From the July/Aug. 1975 issues of the Forest Park Review.

Twenty Years Ago

“DEAR SALLY: My husband and I have been married six years, both of us work, own a nice home and are happy. But for our own personal reasons we do not have any children. This has made us the target of lots of remarks from some of our friends (those with kids) who badger us with that old cliche, ‘You don’t know what you’re missing without children in your home.’ It so happens we’re perfectly content for the present, so how can we cope with these meddlers?”VEXED.”

“DEAR VEXED: You have some ill-bred busybodies for so-called ‘friends.’ Next time they voice these unasked-for opinions, tell them, ‘Please, we’ve heard enough about that. Let’s talk about something else.'”

Publisher Bob Haeger, being a working stiff, commented on a letter received from John Farrell, a retired friend in Arizona. Haeger felt it was a low blow not only becasue the letter praised the pleasant climate but that the personalized stationery was inscribed, “From the hammock of John Farrell.”

From the Aug./Sept. 1985 issues of the Forest Park Review.

Ten Years Ago

You don’t have to be much of a baseball fan to be familiar with the name Mickey Mantle. Review columnist Bill Lichtenberg paid him homage on the occasion of “Da Mick’s” premature death. Like Chicago products Ernie (Let’s play two!) Banks and Nellie Fox (the Big Little Man), Mickey played at a time when “baseball didn’t pay a life’s wages in a single season.” They played for the love of the game”and it showed.

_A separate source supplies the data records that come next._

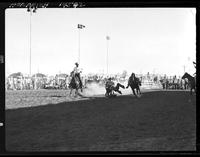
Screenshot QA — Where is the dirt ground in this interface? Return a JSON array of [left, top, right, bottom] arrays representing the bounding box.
[[5, 87, 161, 110], [5, 90, 196, 152]]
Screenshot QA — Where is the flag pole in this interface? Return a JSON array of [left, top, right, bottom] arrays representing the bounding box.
[[78, 26, 80, 64], [107, 38, 108, 76], [77, 24, 85, 65], [29, 10, 32, 78], [106, 36, 110, 76]]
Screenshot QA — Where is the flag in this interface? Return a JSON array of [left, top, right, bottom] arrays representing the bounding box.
[[106, 36, 110, 40], [78, 24, 85, 29]]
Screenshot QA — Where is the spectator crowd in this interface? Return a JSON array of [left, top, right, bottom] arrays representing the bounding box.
[[5, 72, 189, 91]]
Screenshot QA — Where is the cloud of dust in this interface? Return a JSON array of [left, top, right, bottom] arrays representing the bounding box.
[[82, 82, 132, 97], [82, 82, 106, 97], [81, 81, 162, 98]]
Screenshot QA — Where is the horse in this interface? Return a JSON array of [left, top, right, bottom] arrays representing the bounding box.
[[68, 72, 83, 97], [105, 82, 125, 97], [126, 77, 141, 97], [182, 72, 196, 95]]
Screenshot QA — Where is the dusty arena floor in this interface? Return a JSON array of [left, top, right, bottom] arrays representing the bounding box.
[[5, 89, 196, 152]]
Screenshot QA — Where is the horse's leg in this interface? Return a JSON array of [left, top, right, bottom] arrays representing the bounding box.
[[77, 89, 83, 97], [137, 86, 141, 95], [70, 88, 76, 98], [136, 87, 139, 95], [76, 88, 83, 97], [73, 89, 76, 97], [131, 87, 137, 97], [77, 76, 83, 92], [74, 89, 78, 97], [76, 88, 79, 97], [105, 88, 109, 97], [139, 86, 141, 94], [107, 88, 112, 97], [69, 88, 72, 97]]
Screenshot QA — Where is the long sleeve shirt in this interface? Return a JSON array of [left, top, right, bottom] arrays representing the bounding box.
[[105, 80, 115, 89], [73, 66, 81, 74]]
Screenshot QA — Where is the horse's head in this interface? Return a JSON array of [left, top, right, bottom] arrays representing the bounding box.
[[182, 72, 195, 84], [182, 72, 191, 79]]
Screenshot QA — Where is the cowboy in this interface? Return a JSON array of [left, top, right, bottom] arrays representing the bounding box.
[[105, 77, 115, 91], [105, 77, 123, 96], [73, 62, 83, 91]]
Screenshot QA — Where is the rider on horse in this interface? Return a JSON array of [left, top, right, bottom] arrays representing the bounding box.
[[73, 62, 83, 92]]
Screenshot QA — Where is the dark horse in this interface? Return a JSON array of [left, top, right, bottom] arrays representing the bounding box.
[[182, 72, 196, 95], [68, 72, 83, 97], [126, 73, 141, 97], [105, 82, 125, 97]]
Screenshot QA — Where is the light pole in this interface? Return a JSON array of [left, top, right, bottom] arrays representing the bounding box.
[[77, 24, 85, 65], [106, 36, 110, 76], [27, 4, 37, 78], [27, 4, 37, 90]]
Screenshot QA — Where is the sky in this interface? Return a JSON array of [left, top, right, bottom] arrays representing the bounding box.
[[5, 8, 196, 77]]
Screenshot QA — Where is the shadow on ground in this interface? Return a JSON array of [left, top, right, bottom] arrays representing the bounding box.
[[6, 91, 196, 151]]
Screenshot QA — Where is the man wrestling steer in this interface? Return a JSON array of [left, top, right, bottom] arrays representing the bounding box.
[[105, 77, 125, 97]]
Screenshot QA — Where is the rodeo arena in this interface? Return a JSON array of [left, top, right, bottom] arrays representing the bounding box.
[[5, 69, 196, 108], [5, 4, 196, 153], [5, 64, 197, 152]]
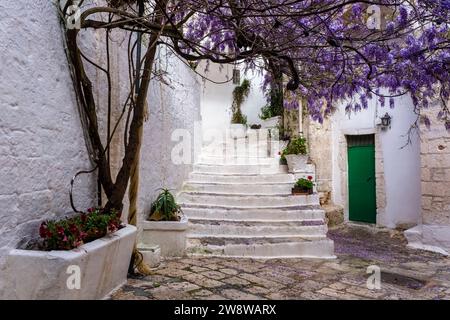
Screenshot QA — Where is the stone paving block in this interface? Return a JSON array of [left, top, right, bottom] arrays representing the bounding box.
[[181, 258, 209, 267], [345, 285, 386, 299], [299, 291, 337, 300], [189, 266, 210, 273], [204, 263, 222, 270], [164, 261, 190, 270], [256, 270, 297, 285], [329, 282, 348, 291], [222, 276, 251, 286], [201, 270, 228, 280], [238, 273, 285, 290], [221, 289, 264, 300], [181, 273, 224, 288], [219, 268, 239, 275], [317, 288, 366, 300], [246, 286, 271, 295], [166, 281, 200, 292], [155, 268, 192, 278], [191, 289, 214, 297], [293, 280, 327, 291]]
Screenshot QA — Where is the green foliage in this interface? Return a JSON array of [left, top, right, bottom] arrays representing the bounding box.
[[39, 208, 122, 251], [295, 178, 314, 190], [260, 88, 283, 120], [149, 189, 181, 221], [231, 112, 248, 125], [231, 79, 251, 124], [281, 136, 308, 161], [259, 105, 276, 120]]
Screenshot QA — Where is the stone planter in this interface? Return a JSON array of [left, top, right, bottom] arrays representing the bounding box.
[[285, 154, 309, 173], [229, 124, 247, 139], [1, 225, 137, 300], [261, 116, 281, 129], [141, 216, 189, 257]]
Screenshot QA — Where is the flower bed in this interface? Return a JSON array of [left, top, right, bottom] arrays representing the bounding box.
[[0, 208, 137, 300], [38, 208, 123, 251]]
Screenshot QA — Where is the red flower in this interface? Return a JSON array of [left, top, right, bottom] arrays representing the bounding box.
[[307, 176, 313, 181], [57, 226, 65, 236], [39, 222, 48, 238]]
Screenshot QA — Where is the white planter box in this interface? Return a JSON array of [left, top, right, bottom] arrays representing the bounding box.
[[229, 124, 247, 139], [0, 225, 137, 300], [285, 154, 309, 173], [141, 216, 189, 257], [261, 116, 281, 129]]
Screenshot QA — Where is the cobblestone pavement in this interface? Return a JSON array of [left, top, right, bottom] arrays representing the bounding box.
[[111, 225, 450, 300]]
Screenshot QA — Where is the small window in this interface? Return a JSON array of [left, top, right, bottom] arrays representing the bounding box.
[[347, 134, 375, 147]]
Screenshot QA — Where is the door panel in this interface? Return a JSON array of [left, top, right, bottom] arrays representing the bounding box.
[[348, 144, 376, 223]]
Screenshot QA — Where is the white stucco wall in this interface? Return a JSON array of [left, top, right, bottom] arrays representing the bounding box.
[[137, 48, 201, 224], [199, 62, 267, 139], [331, 93, 421, 228], [0, 0, 97, 255], [0, 1, 201, 265]]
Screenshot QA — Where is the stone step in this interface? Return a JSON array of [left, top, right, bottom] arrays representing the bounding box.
[[201, 150, 271, 158], [186, 236, 335, 259], [189, 219, 327, 237], [181, 206, 325, 221], [182, 181, 294, 195], [197, 156, 278, 166], [179, 193, 320, 208], [193, 164, 286, 175], [188, 172, 295, 184]]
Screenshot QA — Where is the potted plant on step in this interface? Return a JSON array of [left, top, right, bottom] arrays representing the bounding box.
[[281, 136, 309, 173], [292, 176, 314, 195], [2, 208, 137, 300], [141, 189, 188, 257]]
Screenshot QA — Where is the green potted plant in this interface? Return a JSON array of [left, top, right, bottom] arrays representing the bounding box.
[[230, 79, 250, 138], [292, 176, 314, 195], [141, 189, 188, 257], [281, 136, 309, 173]]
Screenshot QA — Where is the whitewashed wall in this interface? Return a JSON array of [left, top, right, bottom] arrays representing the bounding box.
[[0, 1, 200, 269], [0, 1, 97, 257], [331, 93, 422, 228], [199, 62, 267, 140], [136, 48, 201, 224]]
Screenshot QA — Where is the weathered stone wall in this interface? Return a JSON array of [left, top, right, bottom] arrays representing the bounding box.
[[420, 107, 450, 226], [0, 0, 200, 264], [305, 114, 333, 204], [405, 104, 450, 254]]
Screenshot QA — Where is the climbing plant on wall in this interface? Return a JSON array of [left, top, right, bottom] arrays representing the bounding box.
[[231, 79, 251, 125]]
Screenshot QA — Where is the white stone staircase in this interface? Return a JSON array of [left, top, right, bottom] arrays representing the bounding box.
[[178, 133, 335, 259]]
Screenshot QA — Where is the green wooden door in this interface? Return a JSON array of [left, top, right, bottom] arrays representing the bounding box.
[[348, 141, 376, 223]]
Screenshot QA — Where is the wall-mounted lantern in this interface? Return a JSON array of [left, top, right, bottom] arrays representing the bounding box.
[[380, 112, 392, 130]]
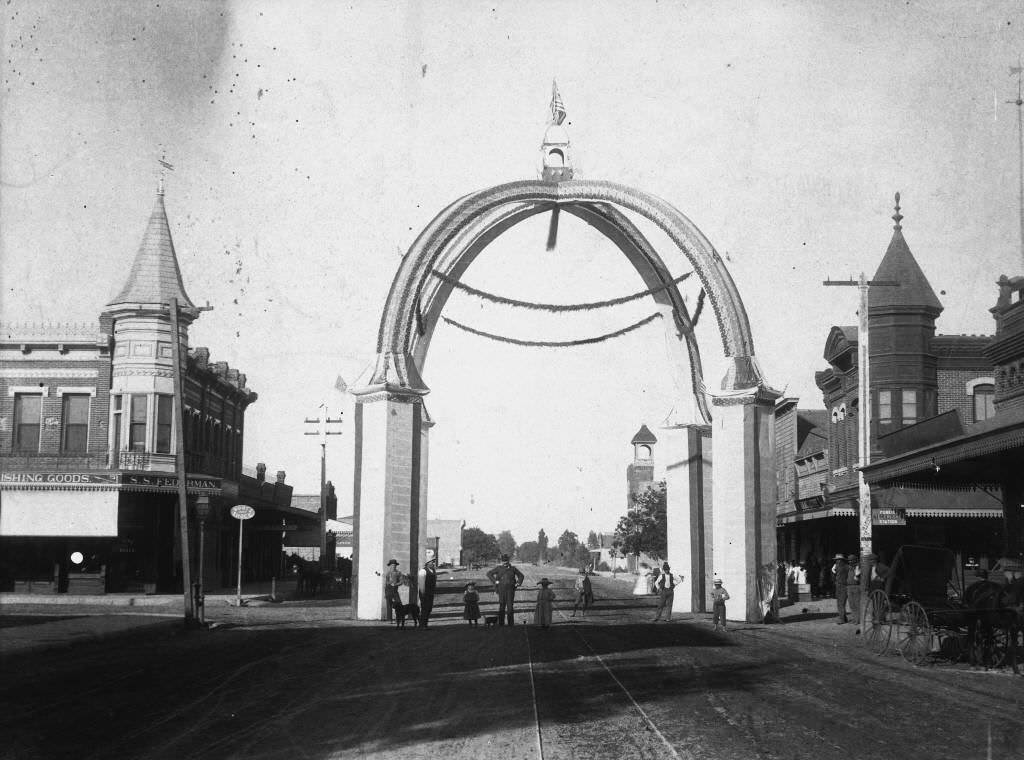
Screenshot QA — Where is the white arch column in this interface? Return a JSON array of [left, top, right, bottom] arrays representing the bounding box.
[[709, 383, 780, 623], [351, 380, 427, 620]]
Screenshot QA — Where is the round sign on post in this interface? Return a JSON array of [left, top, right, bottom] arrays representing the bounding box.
[[230, 504, 255, 520], [230, 505, 255, 606]]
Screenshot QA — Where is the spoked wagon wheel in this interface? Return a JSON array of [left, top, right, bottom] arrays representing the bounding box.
[[895, 601, 932, 665], [864, 590, 892, 655]]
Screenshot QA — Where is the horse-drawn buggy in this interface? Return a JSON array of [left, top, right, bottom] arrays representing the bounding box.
[[863, 545, 1024, 672]]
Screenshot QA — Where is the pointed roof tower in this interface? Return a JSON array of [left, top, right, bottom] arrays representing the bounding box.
[[869, 192, 943, 315], [106, 188, 196, 312], [630, 424, 658, 445]]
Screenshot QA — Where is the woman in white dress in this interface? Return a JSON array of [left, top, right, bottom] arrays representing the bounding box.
[[633, 563, 652, 595]]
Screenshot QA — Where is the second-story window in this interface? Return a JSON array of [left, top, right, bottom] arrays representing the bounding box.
[[974, 384, 995, 422], [111, 395, 122, 454], [156, 395, 173, 454], [13, 393, 42, 451], [61, 394, 90, 452], [877, 390, 892, 427], [129, 394, 148, 451], [901, 389, 917, 425]]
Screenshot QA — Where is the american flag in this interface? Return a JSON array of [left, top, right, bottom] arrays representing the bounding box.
[[550, 80, 566, 125]]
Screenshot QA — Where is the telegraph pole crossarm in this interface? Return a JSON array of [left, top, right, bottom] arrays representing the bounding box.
[[304, 404, 344, 570]]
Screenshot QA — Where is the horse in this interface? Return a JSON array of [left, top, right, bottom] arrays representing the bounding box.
[[287, 553, 322, 596], [964, 577, 1024, 671]]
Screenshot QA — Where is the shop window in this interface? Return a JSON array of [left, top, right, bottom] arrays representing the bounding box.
[[13, 393, 42, 451], [155, 395, 173, 454], [902, 389, 917, 425], [973, 384, 995, 422], [129, 394, 148, 451], [61, 394, 90, 452]]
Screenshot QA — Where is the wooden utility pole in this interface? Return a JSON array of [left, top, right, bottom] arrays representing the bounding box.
[[168, 296, 195, 625], [304, 403, 343, 570], [824, 269, 899, 560], [1010, 61, 1024, 267]]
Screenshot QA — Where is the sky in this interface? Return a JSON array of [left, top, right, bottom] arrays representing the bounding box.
[[3, 1, 1024, 545]]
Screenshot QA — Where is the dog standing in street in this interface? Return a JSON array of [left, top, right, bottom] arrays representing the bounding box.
[[391, 598, 420, 628]]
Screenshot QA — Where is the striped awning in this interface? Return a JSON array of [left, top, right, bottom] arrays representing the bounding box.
[[904, 508, 1002, 518]]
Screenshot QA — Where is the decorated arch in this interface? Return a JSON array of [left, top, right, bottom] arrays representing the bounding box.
[[352, 104, 778, 623]]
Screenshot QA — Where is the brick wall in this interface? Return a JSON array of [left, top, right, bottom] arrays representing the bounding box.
[[0, 355, 111, 462], [937, 369, 993, 422]]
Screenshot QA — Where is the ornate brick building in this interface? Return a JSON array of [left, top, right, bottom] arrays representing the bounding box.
[[779, 199, 1000, 567], [0, 187, 309, 594]]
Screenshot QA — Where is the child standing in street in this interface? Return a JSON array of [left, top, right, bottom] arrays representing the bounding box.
[[463, 582, 481, 626], [711, 578, 730, 631]]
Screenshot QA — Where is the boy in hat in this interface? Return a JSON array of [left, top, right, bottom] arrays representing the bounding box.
[[384, 559, 402, 622], [533, 578, 556, 628], [487, 554, 524, 626], [711, 578, 730, 631]]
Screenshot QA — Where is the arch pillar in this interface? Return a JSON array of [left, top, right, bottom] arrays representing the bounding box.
[[351, 382, 428, 620], [709, 384, 780, 622]]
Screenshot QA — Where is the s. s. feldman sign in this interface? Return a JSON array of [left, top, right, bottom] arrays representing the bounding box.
[[0, 471, 221, 494]]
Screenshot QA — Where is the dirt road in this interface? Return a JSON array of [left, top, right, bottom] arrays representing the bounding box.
[[2, 566, 1022, 759]]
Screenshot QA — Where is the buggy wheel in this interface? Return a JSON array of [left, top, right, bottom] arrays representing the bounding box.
[[895, 601, 932, 666], [864, 590, 892, 655], [988, 625, 1011, 670]]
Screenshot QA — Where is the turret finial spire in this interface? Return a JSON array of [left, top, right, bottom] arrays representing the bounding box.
[[157, 153, 174, 196], [892, 191, 903, 231]]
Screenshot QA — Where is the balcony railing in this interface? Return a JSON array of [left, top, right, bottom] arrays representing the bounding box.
[[118, 451, 176, 472]]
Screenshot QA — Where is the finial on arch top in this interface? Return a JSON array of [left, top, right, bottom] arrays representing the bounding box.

Mantle was mentored in Commerce Okla., by his father, who also died young. In the glorious succession of great Yankee teams, Ruth was succeeded by DiMaggio and DiMaggio by Mantle. Three generations. No one has since carried it farther. Many have speculated that Mickey wasted his considerable talents on booze, fast living and a frantic lifestyle. Unlike his New York/San Francisco counterpart, Willie Mays, who played about eight years too long, Mantle physically could not prolong a fading career. Yet the man was generously blessed with talent and, when he was on, the game was gone. At such times he epitomized baseball with his hitting, fielding, throwing, running and crashing 536 switch-hitting home runs. Mickey, (as Bill Lichenberg strongly implies) was both an institution and a fallible human being, that could never happen again.

Who Remembers?

Comedien Larry Storch … Dick Shawn (“I’m comin’, Mama! Your litle boy is comin'”) … Art Buchwald … Chernoble … the Organic Theater … the College of Complexes … Lola Falana … J. D. Salinger … Hubert H. Humphrey … Lionel Ritchie … Dan August … Dan Dailey … Dan Seymour … Dan Ryan … Ol’ Dan Tucker … dandelion … dander … Vitalis (still around?)

From the Sept. 1995 issues of the Forest Park Review.